20:49:53:WU01:FS01:0x21:Completed 3225000 out of 7500000 steps (43%)
20:50:22:WU01:FS01:0x21:ERROR:exception: Error downloading array energyBuffer: clEnqueueReadBuffer (-5)
20:50:22:WU01:FS01:0x21:Saving result file logfile_01.txt
20:50:22:WU01:FS01:0x21:Saving result file log.txt
20:50:22:WU01:FS01:0x21:Folding@home Core Shutdown: BAD_WORK_UNIT
20:50:24:WARNING:WU01:FS01:FahCore returned: BAD_WORK_UNIT (114 = 0x72)
20:50:24:WU01:FS01:Sending unit results: id:01 state:SEND error:FAULTY project:11713 run:16 clone:69 gen:0 core:0x21 unit:0x000000008ca304e75a5a5225898be098

14/01/18
17:06:43:WU01:FS01:0x21:Project: 11432 (Run 0, Clone 907, Gen 3)

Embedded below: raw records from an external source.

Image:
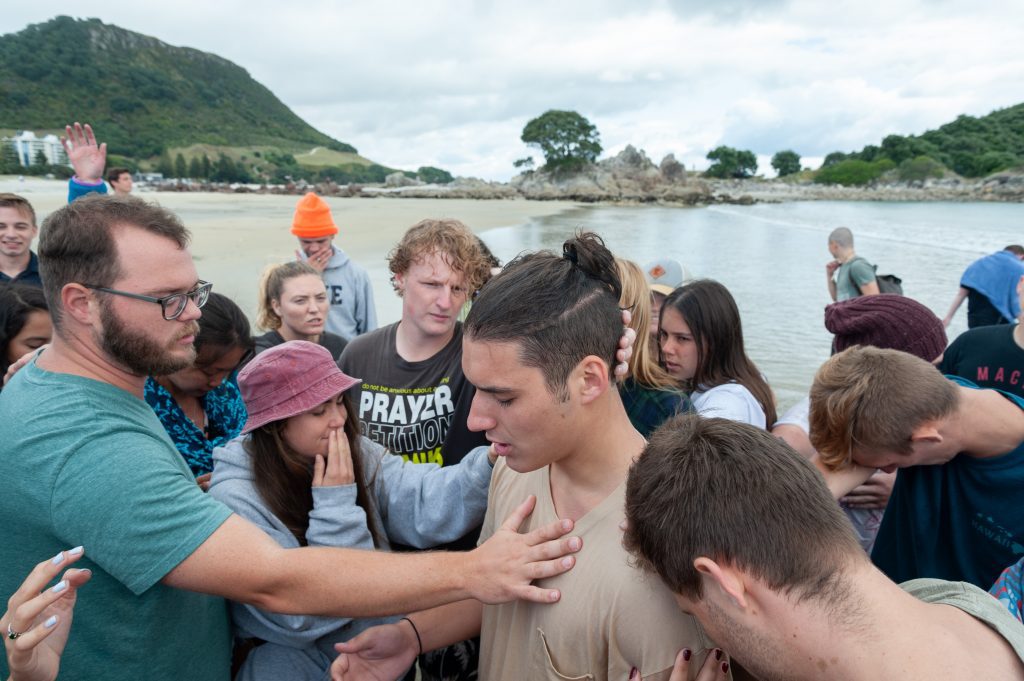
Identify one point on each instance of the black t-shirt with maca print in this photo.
(417, 410)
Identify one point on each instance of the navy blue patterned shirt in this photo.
(225, 415)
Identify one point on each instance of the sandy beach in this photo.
(235, 237)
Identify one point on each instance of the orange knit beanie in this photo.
(312, 218)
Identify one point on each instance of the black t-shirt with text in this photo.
(988, 356)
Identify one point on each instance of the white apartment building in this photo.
(28, 145)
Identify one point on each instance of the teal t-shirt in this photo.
(88, 464)
(962, 520)
(851, 275)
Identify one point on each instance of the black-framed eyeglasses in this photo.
(172, 305)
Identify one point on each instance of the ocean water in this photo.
(772, 258)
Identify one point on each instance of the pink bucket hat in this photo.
(289, 379)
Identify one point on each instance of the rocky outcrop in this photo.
(396, 179)
(629, 176)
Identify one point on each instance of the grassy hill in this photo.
(145, 97)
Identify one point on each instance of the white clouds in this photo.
(453, 83)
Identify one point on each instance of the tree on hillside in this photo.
(567, 139)
(730, 162)
(180, 167)
(785, 163)
(164, 166)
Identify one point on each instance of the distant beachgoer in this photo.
(991, 356)
(701, 340)
(293, 305)
(25, 323)
(18, 263)
(349, 294)
(664, 277)
(849, 274)
(989, 285)
(304, 475)
(888, 322)
(200, 407)
(955, 511)
(120, 180)
(748, 540)
(649, 394)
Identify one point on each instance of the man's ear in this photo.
(723, 578)
(79, 303)
(591, 377)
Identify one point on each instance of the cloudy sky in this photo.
(452, 83)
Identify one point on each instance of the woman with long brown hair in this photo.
(649, 394)
(304, 474)
(701, 342)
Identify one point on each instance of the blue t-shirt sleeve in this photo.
(133, 503)
(78, 189)
(861, 272)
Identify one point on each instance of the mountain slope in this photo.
(145, 95)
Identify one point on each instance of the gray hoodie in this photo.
(420, 505)
(350, 296)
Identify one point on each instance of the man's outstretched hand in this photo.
(504, 567)
(86, 157)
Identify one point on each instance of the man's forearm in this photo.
(359, 584)
(450, 624)
(240, 562)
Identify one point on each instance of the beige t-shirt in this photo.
(979, 604)
(611, 616)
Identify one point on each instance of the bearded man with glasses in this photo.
(87, 463)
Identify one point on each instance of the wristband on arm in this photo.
(416, 631)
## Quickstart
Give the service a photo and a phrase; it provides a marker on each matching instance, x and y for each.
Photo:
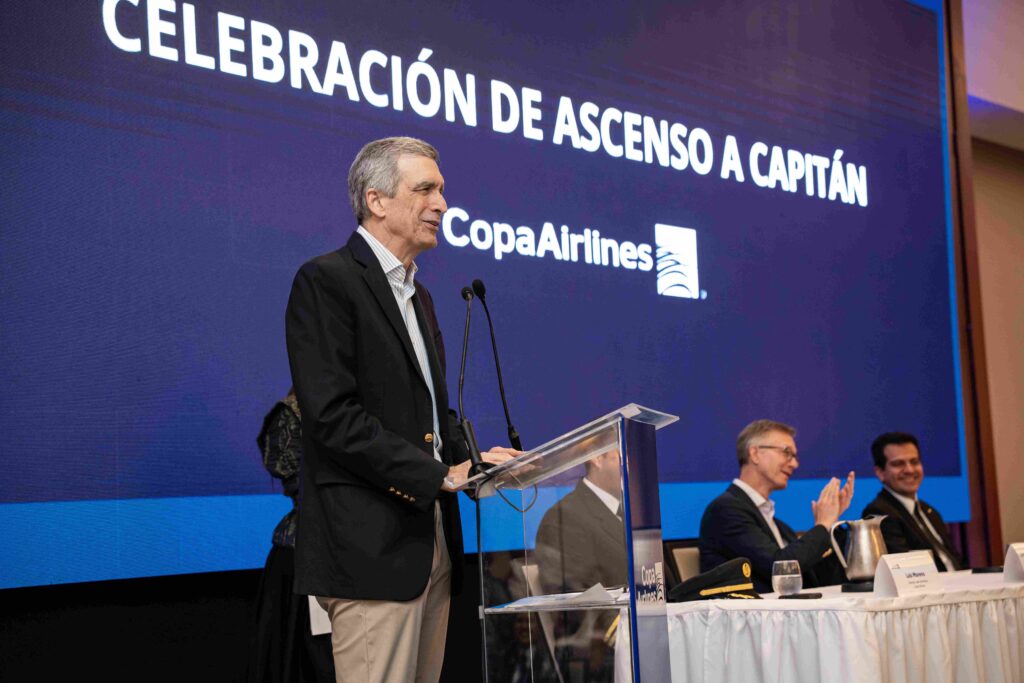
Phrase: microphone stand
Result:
(474, 456)
(464, 425)
(481, 291)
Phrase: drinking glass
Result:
(785, 577)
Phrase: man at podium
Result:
(379, 541)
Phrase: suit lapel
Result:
(908, 521)
(436, 372)
(745, 501)
(377, 282)
(598, 510)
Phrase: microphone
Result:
(481, 293)
(464, 425)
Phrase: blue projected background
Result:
(721, 210)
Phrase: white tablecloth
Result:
(974, 631)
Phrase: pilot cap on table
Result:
(731, 580)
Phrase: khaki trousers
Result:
(380, 641)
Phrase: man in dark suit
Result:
(582, 538)
(741, 521)
(910, 523)
(582, 542)
(379, 540)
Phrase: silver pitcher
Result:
(864, 546)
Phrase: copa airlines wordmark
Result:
(587, 246)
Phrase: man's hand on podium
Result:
(459, 473)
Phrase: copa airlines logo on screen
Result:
(676, 255)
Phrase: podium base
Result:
(858, 587)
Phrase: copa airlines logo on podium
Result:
(677, 248)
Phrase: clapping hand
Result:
(833, 501)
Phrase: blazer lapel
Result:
(377, 282)
(908, 521)
(598, 510)
(745, 501)
(440, 392)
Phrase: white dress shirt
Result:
(767, 508)
(909, 504)
(402, 287)
(609, 501)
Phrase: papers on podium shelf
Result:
(1013, 565)
(320, 622)
(594, 597)
(900, 574)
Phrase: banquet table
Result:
(972, 631)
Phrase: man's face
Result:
(770, 454)
(413, 216)
(903, 471)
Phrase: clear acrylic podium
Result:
(572, 539)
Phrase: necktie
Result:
(938, 546)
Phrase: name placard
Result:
(1013, 565)
(900, 574)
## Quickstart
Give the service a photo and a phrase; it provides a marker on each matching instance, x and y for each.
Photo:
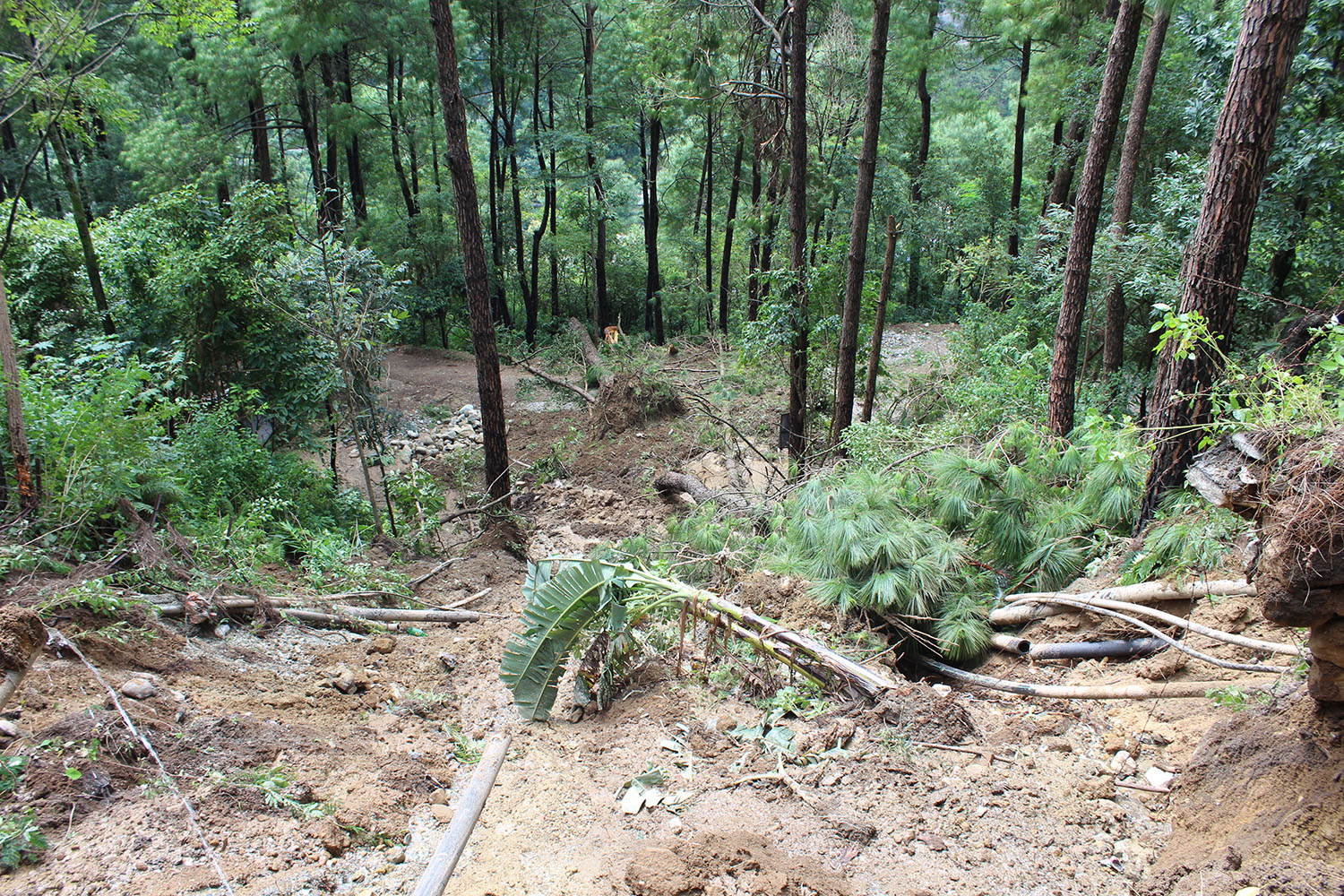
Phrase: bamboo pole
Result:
(464, 818)
(1217, 634)
(1132, 691)
(1021, 611)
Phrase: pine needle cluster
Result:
(933, 547)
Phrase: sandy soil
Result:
(1034, 804)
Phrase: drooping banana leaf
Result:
(558, 610)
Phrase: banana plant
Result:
(594, 605)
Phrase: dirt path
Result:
(301, 788)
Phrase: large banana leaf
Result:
(558, 608)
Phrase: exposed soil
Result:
(303, 788)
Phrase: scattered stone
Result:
(332, 837)
(139, 689)
(382, 643)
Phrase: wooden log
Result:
(465, 815)
(1021, 611)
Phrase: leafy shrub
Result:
(21, 840)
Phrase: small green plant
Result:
(1236, 699)
(21, 840)
(11, 772)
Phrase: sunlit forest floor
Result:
(328, 762)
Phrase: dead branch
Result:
(554, 381)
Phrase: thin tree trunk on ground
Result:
(473, 254)
(1215, 257)
(1120, 56)
(883, 295)
(843, 410)
(1113, 351)
(798, 228)
(913, 281)
(81, 215)
(27, 485)
(1019, 152)
(728, 237)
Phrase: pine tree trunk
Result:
(473, 254)
(878, 325)
(1113, 351)
(843, 410)
(1064, 371)
(81, 215)
(726, 260)
(260, 137)
(652, 215)
(604, 308)
(913, 281)
(1215, 257)
(798, 228)
(27, 485)
(354, 164)
(1019, 152)
(392, 128)
(709, 218)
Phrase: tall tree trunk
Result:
(354, 164)
(843, 410)
(81, 215)
(754, 241)
(496, 175)
(726, 261)
(333, 198)
(798, 228)
(883, 295)
(709, 218)
(473, 254)
(556, 209)
(1019, 152)
(1120, 58)
(392, 131)
(1215, 257)
(652, 217)
(1055, 148)
(1113, 349)
(547, 207)
(604, 308)
(260, 137)
(27, 484)
(913, 281)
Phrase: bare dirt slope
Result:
(252, 731)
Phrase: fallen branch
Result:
(975, 751)
(465, 815)
(701, 493)
(418, 581)
(1021, 611)
(461, 603)
(1217, 634)
(341, 613)
(1175, 689)
(13, 677)
(554, 381)
(1179, 645)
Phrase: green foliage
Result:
(921, 544)
(21, 840)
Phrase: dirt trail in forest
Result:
(1035, 810)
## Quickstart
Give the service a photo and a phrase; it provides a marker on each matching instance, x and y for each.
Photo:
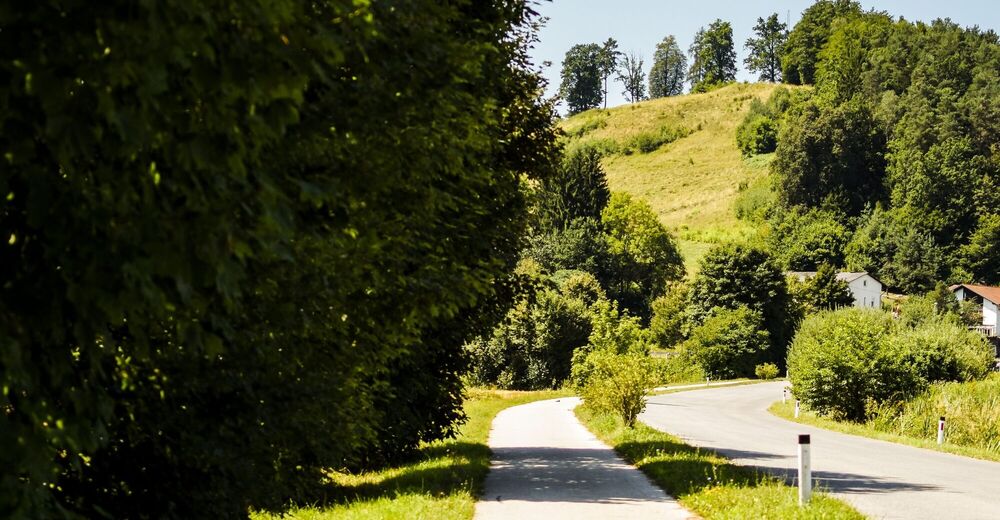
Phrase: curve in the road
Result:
(881, 479)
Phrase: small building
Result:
(867, 291)
(985, 296)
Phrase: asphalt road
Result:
(546, 465)
(881, 479)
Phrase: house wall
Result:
(867, 292)
(989, 313)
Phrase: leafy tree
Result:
(582, 245)
(613, 332)
(841, 362)
(582, 72)
(802, 240)
(765, 50)
(607, 63)
(824, 291)
(982, 254)
(730, 343)
(212, 214)
(801, 51)
(713, 58)
(632, 76)
(533, 347)
(578, 190)
(831, 155)
(731, 276)
(757, 135)
(669, 65)
(644, 254)
(667, 323)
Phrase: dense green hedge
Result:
(243, 241)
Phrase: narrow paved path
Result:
(546, 465)
(881, 479)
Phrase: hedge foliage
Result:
(244, 241)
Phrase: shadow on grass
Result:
(437, 471)
(682, 470)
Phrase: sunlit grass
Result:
(693, 183)
(973, 420)
(705, 482)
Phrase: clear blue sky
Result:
(639, 25)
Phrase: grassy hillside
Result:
(693, 182)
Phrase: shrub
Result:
(842, 362)
(223, 235)
(757, 135)
(972, 410)
(943, 350)
(766, 371)
(729, 344)
(619, 383)
(677, 367)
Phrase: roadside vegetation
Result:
(704, 481)
(443, 480)
(971, 411)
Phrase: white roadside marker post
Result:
(805, 470)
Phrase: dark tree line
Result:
(245, 245)
(587, 67)
(895, 146)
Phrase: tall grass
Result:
(704, 481)
(971, 409)
(442, 483)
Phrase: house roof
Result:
(844, 276)
(985, 291)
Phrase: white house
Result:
(988, 296)
(867, 291)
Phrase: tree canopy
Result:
(666, 78)
(212, 214)
(765, 48)
(713, 57)
(581, 78)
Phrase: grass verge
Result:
(442, 483)
(705, 482)
(787, 411)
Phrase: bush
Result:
(943, 350)
(619, 383)
(757, 135)
(729, 344)
(971, 409)
(223, 234)
(766, 371)
(677, 367)
(843, 362)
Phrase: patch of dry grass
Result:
(694, 182)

19:10:21:WU01:FS01:0x21:Completed 3300000 out of 5000000 steps (66%)
19:10:38:WU01:FS01:0x21:ERROR:exception: Error downloading array energyBuffer: clEnqueueReadBuffer (-5)
19:10:38:WU01:FS01:0x21:Saving result file logfile_01.txt
19:10:38:WU01:FS01:0x21:Saving result file log.txt
19:10:38:WU01:FS01:0x21:Folding@home Core Shutdown: BAD_WORK_UNIT
19:10:40:WARNING:WU01:FS01:FahCore returned: BAD_WORK_UNIT (114 = 0x72)
19:10:40:WU01:FS01:Sending unit results: id:01 state:SEND error:FAULTY project:11432 run:0 clone:907 gen:3 core:0x21 unit:0x000000038ca304e85a5a6c408d14cabf

19:10:52:WU00:FS01:0x21:Project: 11432 (Run 1, Clone 628, Gen 1)
19:10:52:WU00:FS01:0x21:Unit: 0x000000028ca304e85a5a6c657bf2cf7c

19:42:55:WU00:FS01:0x21:Completed 850000 out of 5000000 steps (17%)
19:44:12:WU00:FS01:0x21:ERROR:exception: Error downloading array energyBuffer: clEnqueueReadBuffer (-5)
19:44:13:WU00:FS01:0x21:Saving result file logfile_01.txt
19:44:13:WU00:FS01:0x21:Saving result file log.txt
19:44:13:WU00:FS01:0x21:Folding@home Core Shutdown: BAD_WORK_UNIT
19:44:14:WARNING:WU00:FS01:FahCore returned: BAD_WORK_UNIT (114 = 0x72)
19:44:14:WU00:FS01:Sending unit results: id:00 state:SEND error:FAULTY project:11432 run:1 clone:628 gen:1 core:0x21 unit:0x000000028ca304e85a5a6c657bf2cf7c
bruce
Posts: 20910
Joined: Thu Nov 29, 2007 10:13 pm
Location: So. Cal.

Re: A trio of bad WU (11713 & 11432)

Post by bruce »

The message clEnqueueReadBuffer indicates that your GPU reported an error. The code 5 means CL_OUT_OF_RESOURCES, In fact, that code frequently means that the GPU is reset by the driver. (You'll probably find a report of the driver-reset in the event log.)

Continuing, the driver-reset generally means that the GPU is overheating or is unstable due to overclocking. Reducing the overclock settings general cures either one of them but adding a case fan or increasing the fan speed might take care of it.
Kuno
Posts: 31
Joined: Sat Sep 23, 2017 4:59 pm

Re: A trio of bad WU (11713 & 11432)

Post by Kuno »

Bruce really knows the error codes well. I wish there was a wiki somewhere that we could go to, to find out what these errors mean.
ikek
Posts: 13
Joined: Sun Jan 14, 2018 7:13 pm

Re: A trio of bad WU (11713 & 11432)

Post by ikek »

Bruce really knows the error codes well. I wish there was a wiki somewhere that we could go to, to find out what these errors mean.
I second that there ought to be an overview of typical errors and what commonly causes these readily available. I googled but could not find any reliable information and hence this thread.

Temps are not an issue, these are 65-70C (GPU). It is more likely the overclock. Then again it has been running at 2037 (core clock) and 2050 for a couple of weeks with no issues. This includes both the machine running unattended and the folding client running at full while the computer is used in light tasks.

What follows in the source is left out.